Ok, the shape is always rectangular, but the size varies greatly and so do the amount of things you can put up on the monitor at one given time.

If you get a magnifying glass and get really close to the monitor, you will see that everything is made out of little rectangles.  The period at the end of that sentence is not exactly a circle or a dot but a collection of rectangles, sometimes at different amounts of black and white.

The little rectangles are called Pixels.  I'll use that word since it is less typing.  There is a nice long discussion of what is and what isn't a pixel at that link.  If you really want to go in depth on Pixels, click there and come on back when you're through.

Now here's the thing.  Pixels will be different sizes on different devices.  You can pack more pixels in an inch on a phone than on a laptop or a TV because of what they're being used for.  Close up use like a phone, you want more pixels per inch.  For a Laptop there will be less, and for a TV it can be very much less.

A TV show broadcast in Full HDTV in the US is 1920x1080 pixels.  That means that you have 1920 dots across, 1080 down.  No matter what size, those amounts will not change unless it's not a full HD broadcast.  TVs vary from 3 inches way up to 108 inches and are still growing.  For the most part, Full HD TVs will have 1920 by 1080 Pixels whether they are 30 inches, or 108 inches.   The pixels will change in size but not necessarily in the count - at this time.  Sure there are some exceptions but the main thing is that the size of the pixels will vary proportionally for the size of the TV. 

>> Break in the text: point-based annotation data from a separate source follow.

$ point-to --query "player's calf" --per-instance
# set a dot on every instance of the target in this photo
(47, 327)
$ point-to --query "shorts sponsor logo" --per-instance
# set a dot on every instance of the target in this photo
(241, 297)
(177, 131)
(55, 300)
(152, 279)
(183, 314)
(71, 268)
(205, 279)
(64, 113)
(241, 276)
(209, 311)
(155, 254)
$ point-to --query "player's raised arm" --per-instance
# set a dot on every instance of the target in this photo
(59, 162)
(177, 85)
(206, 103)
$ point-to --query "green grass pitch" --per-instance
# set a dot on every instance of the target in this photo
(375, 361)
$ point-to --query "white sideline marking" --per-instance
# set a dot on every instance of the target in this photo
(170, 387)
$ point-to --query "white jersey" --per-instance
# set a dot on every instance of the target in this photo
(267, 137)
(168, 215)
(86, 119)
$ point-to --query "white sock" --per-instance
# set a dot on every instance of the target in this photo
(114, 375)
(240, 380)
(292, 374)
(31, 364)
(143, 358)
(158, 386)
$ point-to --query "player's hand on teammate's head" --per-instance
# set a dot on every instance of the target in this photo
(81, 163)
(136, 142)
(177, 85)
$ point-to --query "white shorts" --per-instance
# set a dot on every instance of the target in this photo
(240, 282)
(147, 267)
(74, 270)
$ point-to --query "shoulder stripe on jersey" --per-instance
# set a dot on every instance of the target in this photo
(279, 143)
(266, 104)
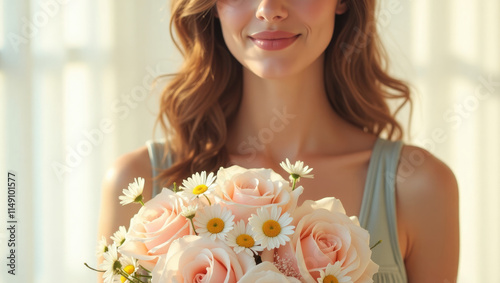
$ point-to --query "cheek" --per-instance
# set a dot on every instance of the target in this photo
(233, 15)
(318, 15)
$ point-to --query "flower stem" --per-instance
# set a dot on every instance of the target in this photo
(376, 244)
(192, 224)
(93, 268)
(256, 257)
(294, 183)
(209, 202)
(128, 276)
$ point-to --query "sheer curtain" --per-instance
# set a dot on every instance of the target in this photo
(76, 92)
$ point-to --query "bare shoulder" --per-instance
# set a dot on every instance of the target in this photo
(123, 171)
(427, 208)
(127, 167)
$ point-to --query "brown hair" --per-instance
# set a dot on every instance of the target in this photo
(206, 92)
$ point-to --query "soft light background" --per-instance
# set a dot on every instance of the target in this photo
(75, 93)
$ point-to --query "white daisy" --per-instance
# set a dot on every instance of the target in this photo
(297, 170)
(214, 222)
(241, 239)
(130, 266)
(198, 185)
(133, 193)
(110, 264)
(334, 274)
(271, 229)
(102, 247)
(119, 236)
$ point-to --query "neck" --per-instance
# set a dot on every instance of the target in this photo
(281, 118)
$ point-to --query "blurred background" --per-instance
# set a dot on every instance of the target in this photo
(76, 92)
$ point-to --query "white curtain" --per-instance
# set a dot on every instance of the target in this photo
(76, 92)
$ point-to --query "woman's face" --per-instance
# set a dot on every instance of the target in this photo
(278, 38)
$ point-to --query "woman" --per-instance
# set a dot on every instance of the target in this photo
(265, 80)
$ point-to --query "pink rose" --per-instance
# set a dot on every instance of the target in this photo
(153, 229)
(199, 259)
(244, 190)
(325, 234)
(266, 272)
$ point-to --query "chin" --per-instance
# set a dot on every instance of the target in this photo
(272, 71)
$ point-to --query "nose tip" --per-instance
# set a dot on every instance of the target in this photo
(271, 11)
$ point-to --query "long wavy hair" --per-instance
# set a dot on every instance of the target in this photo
(204, 95)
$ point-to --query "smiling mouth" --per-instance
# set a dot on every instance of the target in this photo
(273, 40)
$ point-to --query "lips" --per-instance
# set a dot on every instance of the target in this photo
(273, 40)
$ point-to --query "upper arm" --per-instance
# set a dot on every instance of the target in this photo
(427, 204)
(122, 172)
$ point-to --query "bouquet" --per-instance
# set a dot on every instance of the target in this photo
(241, 225)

Got all that?  Want to know how to simply it?  How does it all apply to Computers and Laptops?  Hold on a second, I had to blather on for a bit for background so when I get emailed by someone with a stick up his butt I'll be covered.

You Know Who You Are.

Remember the client I had?  The one who had problems with his vision?  He lives about 200 miles from me.  He is also a bit of a gadget freak and kind of impulsive.  That's how I got this laptop - the monitor was too small for him to read.  The number of pixels in an inch on this machine is 135.  He is used to a larger monitor and one with fewer pixels so when he saw this he decided it wasn't for him.   His old Mac Book at 115 pixels per inch was a lot easier for him to read and to this day I have not seen him using those Reading Glasses I got him.

Tsk Tsk.

So how do you find out all of that?


First off, go to the store and look at the computers. 
Really take the time to see the machine and play around. 
When you find one that is comfortable you need to take down some information and go home.
What is the size of the computer?  12 inches?  14 inches?  17 inches?
What is the default resolution of the computer - don't be afraid to ask for help with this one!  That's what the sales staff is for.  You will get a number like 1920x1080 (Also called Full HD), 1280x800 (That's mine) or 1440x900 (That's my other machine). 

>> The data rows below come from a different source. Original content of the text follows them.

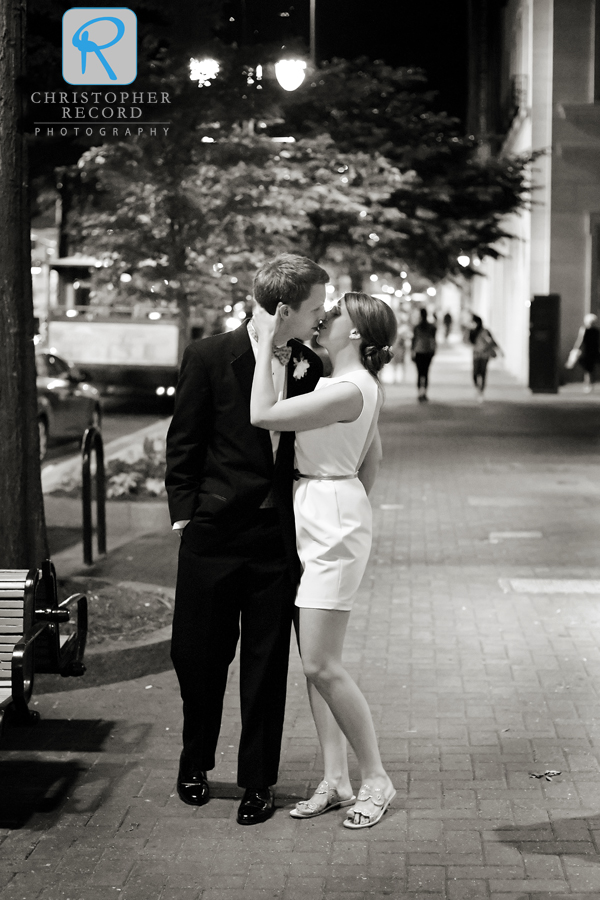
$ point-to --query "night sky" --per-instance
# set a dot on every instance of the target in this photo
(430, 34)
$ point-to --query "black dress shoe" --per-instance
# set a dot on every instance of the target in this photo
(256, 806)
(192, 785)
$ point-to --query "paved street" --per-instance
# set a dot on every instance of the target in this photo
(476, 638)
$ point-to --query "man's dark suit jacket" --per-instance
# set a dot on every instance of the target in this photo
(220, 467)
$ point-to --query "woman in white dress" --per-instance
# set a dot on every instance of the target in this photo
(337, 456)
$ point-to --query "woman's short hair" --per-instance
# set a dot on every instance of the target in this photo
(288, 279)
(376, 323)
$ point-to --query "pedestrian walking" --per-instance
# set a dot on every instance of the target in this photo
(423, 346)
(586, 351)
(484, 349)
(229, 485)
(337, 456)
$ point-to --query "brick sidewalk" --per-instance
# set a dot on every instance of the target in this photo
(473, 685)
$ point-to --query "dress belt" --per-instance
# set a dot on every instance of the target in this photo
(298, 475)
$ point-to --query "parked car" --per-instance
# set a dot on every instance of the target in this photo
(67, 403)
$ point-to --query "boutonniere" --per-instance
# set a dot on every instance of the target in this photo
(301, 367)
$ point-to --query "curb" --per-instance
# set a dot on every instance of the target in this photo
(53, 474)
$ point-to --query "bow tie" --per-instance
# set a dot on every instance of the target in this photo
(282, 354)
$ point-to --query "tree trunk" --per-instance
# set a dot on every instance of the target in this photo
(23, 540)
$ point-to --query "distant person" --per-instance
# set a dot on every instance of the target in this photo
(403, 339)
(423, 350)
(588, 344)
(484, 349)
(447, 320)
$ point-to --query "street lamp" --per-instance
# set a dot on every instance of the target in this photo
(203, 71)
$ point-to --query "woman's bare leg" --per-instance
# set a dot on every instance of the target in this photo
(333, 744)
(322, 635)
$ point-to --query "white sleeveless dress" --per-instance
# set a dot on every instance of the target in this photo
(333, 518)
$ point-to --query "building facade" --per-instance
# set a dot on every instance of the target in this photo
(535, 86)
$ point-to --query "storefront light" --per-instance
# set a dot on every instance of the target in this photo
(290, 73)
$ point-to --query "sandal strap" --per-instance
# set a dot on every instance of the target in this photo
(331, 794)
(369, 793)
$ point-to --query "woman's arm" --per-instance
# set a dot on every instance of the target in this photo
(341, 402)
(370, 465)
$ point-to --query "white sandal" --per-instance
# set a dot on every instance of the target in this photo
(378, 799)
(308, 809)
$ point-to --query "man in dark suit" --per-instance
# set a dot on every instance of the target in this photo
(230, 495)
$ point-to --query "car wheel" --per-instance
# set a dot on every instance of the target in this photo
(43, 432)
(97, 418)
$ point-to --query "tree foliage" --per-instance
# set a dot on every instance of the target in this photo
(375, 179)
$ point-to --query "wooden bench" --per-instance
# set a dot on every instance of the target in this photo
(30, 637)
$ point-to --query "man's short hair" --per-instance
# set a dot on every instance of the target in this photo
(287, 278)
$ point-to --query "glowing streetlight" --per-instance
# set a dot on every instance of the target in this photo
(290, 73)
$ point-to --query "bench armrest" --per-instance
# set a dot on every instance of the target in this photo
(21, 685)
(74, 648)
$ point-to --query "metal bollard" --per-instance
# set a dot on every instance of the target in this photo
(92, 440)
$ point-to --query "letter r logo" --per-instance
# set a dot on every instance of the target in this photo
(99, 45)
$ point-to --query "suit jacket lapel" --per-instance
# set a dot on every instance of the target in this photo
(243, 365)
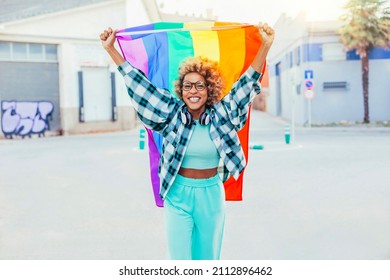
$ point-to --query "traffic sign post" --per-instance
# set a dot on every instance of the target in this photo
(309, 91)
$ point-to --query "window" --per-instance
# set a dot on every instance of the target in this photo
(35, 51)
(16, 51)
(335, 85)
(51, 52)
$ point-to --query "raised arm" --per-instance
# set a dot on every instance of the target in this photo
(267, 35)
(108, 39)
(155, 106)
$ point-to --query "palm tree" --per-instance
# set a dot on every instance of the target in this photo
(366, 25)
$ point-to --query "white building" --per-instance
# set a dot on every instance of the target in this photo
(309, 55)
(55, 76)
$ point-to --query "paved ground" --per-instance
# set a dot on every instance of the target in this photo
(327, 196)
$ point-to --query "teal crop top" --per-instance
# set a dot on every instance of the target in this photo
(201, 152)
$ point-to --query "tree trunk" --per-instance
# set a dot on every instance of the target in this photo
(365, 62)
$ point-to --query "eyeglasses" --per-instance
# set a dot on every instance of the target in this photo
(199, 86)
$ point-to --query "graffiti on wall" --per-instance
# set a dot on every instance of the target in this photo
(24, 118)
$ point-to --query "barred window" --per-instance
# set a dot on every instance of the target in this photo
(18, 51)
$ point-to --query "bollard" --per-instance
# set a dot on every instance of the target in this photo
(142, 139)
(287, 134)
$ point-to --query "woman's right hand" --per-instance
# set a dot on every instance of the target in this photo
(107, 38)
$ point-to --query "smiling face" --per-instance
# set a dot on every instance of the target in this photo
(194, 91)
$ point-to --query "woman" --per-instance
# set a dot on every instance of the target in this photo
(199, 132)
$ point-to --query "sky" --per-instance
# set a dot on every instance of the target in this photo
(254, 11)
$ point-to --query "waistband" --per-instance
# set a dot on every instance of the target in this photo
(197, 183)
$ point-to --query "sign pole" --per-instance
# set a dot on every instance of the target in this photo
(309, 108)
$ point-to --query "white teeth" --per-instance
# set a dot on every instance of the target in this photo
(194, 99)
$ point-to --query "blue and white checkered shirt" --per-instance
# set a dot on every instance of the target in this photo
(160, 111)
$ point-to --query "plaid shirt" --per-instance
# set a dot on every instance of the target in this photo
(160, 111)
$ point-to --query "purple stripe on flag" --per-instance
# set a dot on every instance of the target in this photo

For comparison sake, you will probably want to find out the same thing for the machine you have now.
Find an open place on the desktop of your Windows 7 machine and right click.
Select "Screen Resolution" and it will show under the "Resolution" pull down what you are at now.
Windows XP and others will work similar, a Mac will be under the settings...

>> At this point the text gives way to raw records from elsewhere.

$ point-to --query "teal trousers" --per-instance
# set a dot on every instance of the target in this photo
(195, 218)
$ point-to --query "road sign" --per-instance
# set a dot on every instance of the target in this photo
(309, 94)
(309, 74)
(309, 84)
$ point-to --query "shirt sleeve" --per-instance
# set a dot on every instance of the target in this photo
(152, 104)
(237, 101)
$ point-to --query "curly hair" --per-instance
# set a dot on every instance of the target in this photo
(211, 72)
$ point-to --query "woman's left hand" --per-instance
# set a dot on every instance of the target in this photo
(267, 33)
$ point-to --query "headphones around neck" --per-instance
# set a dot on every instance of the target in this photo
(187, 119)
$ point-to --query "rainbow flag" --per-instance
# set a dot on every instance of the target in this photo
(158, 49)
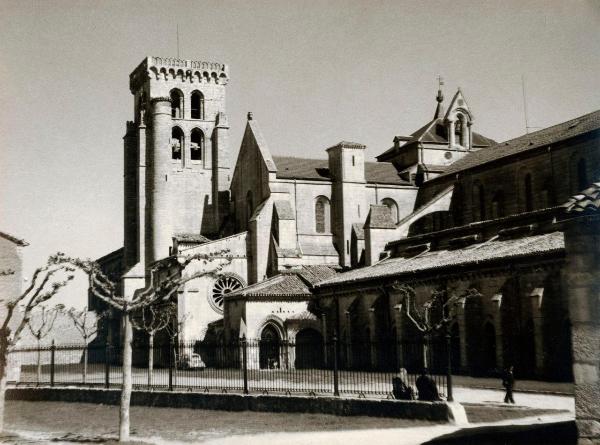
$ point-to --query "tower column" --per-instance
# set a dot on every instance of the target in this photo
(451, 135)
(158, 213)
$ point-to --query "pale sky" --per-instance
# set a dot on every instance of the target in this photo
(312, 72)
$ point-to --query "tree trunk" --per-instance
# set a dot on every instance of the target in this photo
(126, 387)
(85, 359)
(3, 377)
(150, 357)
(39, 363)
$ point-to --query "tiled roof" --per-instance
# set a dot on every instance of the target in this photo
(550, 135)
(17, 241)
(317, 273)
(428, 134)
(318, 169)
(358, 230)
(195, 238)
(294, 284)
(284, 210)
(588, 201)
(318, 249)
(471, 255)
(380, 217)
(279, 286)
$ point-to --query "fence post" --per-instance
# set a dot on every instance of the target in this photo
(449, 396)
(336, 389)
(52, 358)
(171, 352)
(245, 363)
(107, 366)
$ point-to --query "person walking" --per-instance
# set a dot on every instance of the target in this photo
(508, 381)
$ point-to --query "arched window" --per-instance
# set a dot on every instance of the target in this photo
(391, 204)
(249, 205)
(141, 107)
(528, 192)
(322, 215)
(268, 353)
(176, 143)
(196, 144)
(582, 181)
(548, 196)
(176, 104)
(460, 130)
(478, 202)
(498, 204)
(197, 105)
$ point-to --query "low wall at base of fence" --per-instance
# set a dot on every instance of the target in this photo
(434, 411)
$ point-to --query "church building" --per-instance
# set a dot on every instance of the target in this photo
(309, 245)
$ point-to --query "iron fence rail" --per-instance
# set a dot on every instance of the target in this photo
(362, 369)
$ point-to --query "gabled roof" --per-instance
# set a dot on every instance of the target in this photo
(588, 201)
(284, 209)
(290, 285)
(473, 255)
(429, 134)
(192, 238)
(380, 217)
(551, 135)
(13, 239)
(359, 230)
(289, 167)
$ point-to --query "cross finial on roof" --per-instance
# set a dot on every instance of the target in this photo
(439, 111)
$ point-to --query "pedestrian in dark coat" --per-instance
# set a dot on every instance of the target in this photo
(427, 388)
(508, 381)
(401, 388)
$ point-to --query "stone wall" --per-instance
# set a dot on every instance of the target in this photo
(433, 411)
(582, 242)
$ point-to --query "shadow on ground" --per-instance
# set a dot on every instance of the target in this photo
(558, 433)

Now you know where you are, and where you will be going. 

To find the pixels per inch, there's a wikipedia page that has a list of them.  It will take a little effort and some searching around to find numbers that are close enough to what you have written down. 

When you find your Pixels Per Inch in the tables, you will be able to make a comparison.

If you have limited vision, and you're used to a 13 inch Mac Book at 113 Pixels Per Inch, you may find that the iPad of your dreams will end up in my hands after you give up in frustration.   The iPads are currently 135 Pixels per inch.

The 42 inch Full HDTV sitting in the corner on the other hand is only 52 Pixels Per Inch.  That is why when I have clients over to look at web pages, I can get away with plugging in the HDMI cable from the laptop to the TV and we can see it everywhere in the room.  It's bloody big.

My TV is really 46 inches, and the table on the page didn't go that far up, but you get the idea.

Now that HDMI cable?  That's a story for another day.